Developer manual¶
This chapter describes some internals of this extension to let you extend it easily.
Assets such as PDF, images, documents, … are uploaded to TYPO3. Metadata
extraction services are called, one after another, based on their advertised
priority or quality. These services are the various extraction classes you find
under Classes/Service/Extraction/
).
The service classes invoke the actual wrappers to the extraction tools (Apache
Tika, ExifTool, PHP, …) to be found under Classes/Service/Wrapper/
.
In order to map the data format used by the various extraction tools to the FAL
metadata structure used by TYPO3, a JSON-based configuration file is used. Those
mapping configuration files can be found under
Configuration/Services/Wrapper/
.
JSON mapping configuration file¶
A mapping configuration file is of the form:
[
{
"FAL": "caption",
"DATA": "CaptionAbstract"
},
{
"FAL": "color_space",
"DATA": [
"ColorMode",
"ColorSpaceData",
"ColorSpace->Causal\\Extractor\\Utility\\ColorSpace::normalize"
]
}
]
- FAL
- This is the name (column) of the metadata in FAL.
- DATA
- This is either a unique key or an array of ordered keys to be checked for
content in the extracted metadata.
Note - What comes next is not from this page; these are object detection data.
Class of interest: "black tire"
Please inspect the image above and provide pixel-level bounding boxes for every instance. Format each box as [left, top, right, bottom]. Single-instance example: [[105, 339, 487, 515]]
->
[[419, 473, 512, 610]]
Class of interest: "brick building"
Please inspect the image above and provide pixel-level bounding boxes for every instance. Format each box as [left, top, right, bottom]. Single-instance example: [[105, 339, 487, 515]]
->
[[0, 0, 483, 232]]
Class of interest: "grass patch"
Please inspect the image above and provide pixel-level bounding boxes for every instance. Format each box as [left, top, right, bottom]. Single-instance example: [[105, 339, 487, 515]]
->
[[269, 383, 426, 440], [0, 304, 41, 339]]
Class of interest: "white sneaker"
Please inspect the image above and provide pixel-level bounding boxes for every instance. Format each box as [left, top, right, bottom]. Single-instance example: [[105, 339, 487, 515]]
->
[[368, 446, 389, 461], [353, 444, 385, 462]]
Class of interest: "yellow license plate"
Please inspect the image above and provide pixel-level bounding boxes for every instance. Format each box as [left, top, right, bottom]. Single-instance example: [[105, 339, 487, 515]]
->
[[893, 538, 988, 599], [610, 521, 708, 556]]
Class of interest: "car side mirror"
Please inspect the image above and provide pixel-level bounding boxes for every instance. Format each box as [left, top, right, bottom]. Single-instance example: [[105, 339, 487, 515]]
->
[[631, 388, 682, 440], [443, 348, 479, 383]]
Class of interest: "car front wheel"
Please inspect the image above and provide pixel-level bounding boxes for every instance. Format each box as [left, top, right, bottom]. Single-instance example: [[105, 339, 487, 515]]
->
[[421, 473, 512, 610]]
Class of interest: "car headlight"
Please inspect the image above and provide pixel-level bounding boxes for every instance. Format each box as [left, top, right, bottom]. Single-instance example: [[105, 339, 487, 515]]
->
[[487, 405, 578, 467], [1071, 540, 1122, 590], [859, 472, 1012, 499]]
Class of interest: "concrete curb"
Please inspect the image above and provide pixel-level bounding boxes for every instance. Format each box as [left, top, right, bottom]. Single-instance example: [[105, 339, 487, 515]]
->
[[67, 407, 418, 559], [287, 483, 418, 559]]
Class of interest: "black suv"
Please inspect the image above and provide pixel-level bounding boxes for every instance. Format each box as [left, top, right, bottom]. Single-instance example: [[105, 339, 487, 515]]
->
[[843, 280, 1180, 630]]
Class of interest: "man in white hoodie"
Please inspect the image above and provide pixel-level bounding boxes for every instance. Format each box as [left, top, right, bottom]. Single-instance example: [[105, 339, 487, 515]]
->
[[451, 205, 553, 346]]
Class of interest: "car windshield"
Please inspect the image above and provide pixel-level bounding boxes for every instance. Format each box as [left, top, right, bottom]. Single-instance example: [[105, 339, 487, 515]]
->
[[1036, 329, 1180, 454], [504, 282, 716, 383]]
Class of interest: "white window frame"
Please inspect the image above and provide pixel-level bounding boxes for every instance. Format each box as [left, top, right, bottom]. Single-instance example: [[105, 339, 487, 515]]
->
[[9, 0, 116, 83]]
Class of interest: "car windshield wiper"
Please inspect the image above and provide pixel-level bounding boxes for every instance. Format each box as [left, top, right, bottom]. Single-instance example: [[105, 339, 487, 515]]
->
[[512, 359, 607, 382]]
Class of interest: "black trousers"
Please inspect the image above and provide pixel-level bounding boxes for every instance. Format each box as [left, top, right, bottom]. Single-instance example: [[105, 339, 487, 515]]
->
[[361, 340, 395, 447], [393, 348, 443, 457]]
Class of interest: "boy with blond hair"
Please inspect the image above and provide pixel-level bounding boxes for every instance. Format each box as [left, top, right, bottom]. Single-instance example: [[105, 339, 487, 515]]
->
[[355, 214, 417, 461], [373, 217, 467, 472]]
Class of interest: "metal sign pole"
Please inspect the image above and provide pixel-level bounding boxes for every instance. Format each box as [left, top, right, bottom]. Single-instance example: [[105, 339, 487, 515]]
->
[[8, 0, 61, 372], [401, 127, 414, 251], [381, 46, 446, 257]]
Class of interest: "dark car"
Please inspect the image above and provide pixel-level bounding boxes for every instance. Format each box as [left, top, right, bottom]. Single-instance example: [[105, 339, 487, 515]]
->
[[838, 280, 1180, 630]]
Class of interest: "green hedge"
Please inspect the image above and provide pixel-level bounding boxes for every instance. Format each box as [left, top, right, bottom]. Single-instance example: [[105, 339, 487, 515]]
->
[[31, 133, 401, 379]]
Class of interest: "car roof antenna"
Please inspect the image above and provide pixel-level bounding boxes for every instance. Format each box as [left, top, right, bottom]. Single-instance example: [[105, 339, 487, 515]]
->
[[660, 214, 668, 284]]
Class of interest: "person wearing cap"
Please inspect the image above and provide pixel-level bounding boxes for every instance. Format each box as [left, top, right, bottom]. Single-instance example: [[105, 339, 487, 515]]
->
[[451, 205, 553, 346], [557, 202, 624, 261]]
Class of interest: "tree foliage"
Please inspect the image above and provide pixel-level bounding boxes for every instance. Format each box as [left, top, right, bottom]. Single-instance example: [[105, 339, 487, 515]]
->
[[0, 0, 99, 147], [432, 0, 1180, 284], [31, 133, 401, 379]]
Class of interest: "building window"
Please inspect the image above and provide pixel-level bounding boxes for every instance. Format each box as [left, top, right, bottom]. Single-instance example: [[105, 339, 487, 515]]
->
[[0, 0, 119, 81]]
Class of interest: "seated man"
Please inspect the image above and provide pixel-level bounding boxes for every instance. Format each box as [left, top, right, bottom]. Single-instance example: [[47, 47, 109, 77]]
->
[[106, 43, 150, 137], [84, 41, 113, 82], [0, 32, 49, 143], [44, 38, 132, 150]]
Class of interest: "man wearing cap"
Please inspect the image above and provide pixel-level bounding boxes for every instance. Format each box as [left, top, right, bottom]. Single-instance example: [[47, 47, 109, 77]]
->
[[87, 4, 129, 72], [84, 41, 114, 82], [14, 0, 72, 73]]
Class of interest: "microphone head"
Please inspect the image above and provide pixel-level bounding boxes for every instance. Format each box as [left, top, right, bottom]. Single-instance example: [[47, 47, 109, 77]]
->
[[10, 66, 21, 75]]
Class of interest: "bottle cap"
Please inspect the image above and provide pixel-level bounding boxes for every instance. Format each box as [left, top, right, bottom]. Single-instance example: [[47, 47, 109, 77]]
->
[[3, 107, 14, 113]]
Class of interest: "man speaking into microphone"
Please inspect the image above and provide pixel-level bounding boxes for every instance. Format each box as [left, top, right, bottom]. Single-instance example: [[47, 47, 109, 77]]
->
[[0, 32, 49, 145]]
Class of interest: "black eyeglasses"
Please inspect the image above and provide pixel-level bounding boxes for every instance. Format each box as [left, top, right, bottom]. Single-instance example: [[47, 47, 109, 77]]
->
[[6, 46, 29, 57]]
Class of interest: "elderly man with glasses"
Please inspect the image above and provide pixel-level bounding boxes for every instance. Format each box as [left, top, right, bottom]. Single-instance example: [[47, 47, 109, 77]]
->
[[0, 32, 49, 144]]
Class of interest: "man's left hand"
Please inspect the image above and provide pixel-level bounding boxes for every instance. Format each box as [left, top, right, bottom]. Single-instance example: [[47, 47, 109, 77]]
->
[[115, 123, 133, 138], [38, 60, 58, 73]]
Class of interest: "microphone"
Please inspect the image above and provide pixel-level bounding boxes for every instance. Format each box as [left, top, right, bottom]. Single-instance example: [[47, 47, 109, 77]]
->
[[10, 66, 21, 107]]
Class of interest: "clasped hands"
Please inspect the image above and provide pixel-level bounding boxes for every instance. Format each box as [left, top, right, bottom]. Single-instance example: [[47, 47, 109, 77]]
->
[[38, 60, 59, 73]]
In addition, an arbitrary post-processor
may be specified using the
->
array notation.
Hook¶
The method \Causal\Extractor\Service\Extraction\AbstractExtractionService::getDataMapping()
is the central method invoked to map extracted metadata to FAL properties.
Developers may dynamically alter the mapping by hooking into the process using
$GLOBALS['TYPO3_CONF_VARS']['EXTCONF']['extractor']['dataMappingHook']
.
Signal after extraction¶
Once the meta data has been extracted, a signal is emitted, which allows other extensions to process the file further. The Signal can be connected to a Slot as follows (e.g., in file file:ext_localconf.php of your extension).
Registration in TYPO3 v8 and v9
// Initiate SignalSlotDispatcher
$signalSlotDispatcher = \TYPO3\CMS\Core\Utility\GeneralUtility::makeInstance(
\TYPO3\CMS\Extbase\SignalSlot\Dispatcher::class
);
// Connect the Signal "postMetaDataExtraction" to a Slot
$signalSlotDispatcher->connect(
\Causal\Extractor\Service\AbstractService::class,
'postMetaDataExtraction',
\VENDOR\MyExtension\Service\Extractor::class,
'enhanceMetadata'
);
This requires a PHP class \VENDOR\MyExtension\Service\Extractor
and a
method enhanceMetadata()
in this class:
<?php
namespace VENDOR\MyExtension\Service;
use TYPO3\CMS\Core\Resource\FileInterface;
class Extractor
{
public function enhanceMetadata(FileInterface $file, array &$metadata): void
{
// your code
}
}
Registration since TYPO3 v10
The signal slot dispatcher is deprecated since TYPO3 v10 and you should instead
register a middleware by creating file Configuration/Services.yaml
within your extension:
services:
_defaults:
autowire: true
autoconfigure: true
public: false
VENDOR\MyExtension\EventListener\ExtractorEventListener:
tags:
- name: event.listener
identifier: 'causal/extractor'
method: 'postMetaDataExtraction'
event: Causal\Extractor\Resource\Event\AfterMetadataExtractedEvent
Caution
Be sure to module Admin Tools > Maintenance and to flush the TYPO3 and PHP Cache when you register middlewares.
This requires a PHP class
\VENDOR\MyExtension\EventListener\ExtractorEventListener
and a method
enhanceMetadata()
in this class:
<?php
namespace VENDOR\MyExtension\EventListener;
use Causal\Extractor\Resource\Event\AfterMetadataExtractedEvent;
class Extractor
{
public function postMetaDataExtraction(AfterMetadataExtractedEvent $event): void
{
// your code
}
}
Associated TYPO3 categories¶
By default TYPO3 categories are automatically assigned using keywords found in
the metadata due to the mapping associating them to the special FAL field
__categories__
. This virtual field expects a comma-separated list of TYPO3
category titles.
Since version 2.1.0, we added another special FAL field __category_uids__
which works similarly but expecting a comma-separated list of category uids
instead. One would use the signal/event and expand extracted metadata with a
custom business logic.
An real-life example is using the geographical coordinates latitude/longitude, send them to the Google reverse geocoding service to translate them into a human-readable address and thus populating the fields “location”, “region” and “country” and possibly assign geographical-related TYPO3 categories based on the API output.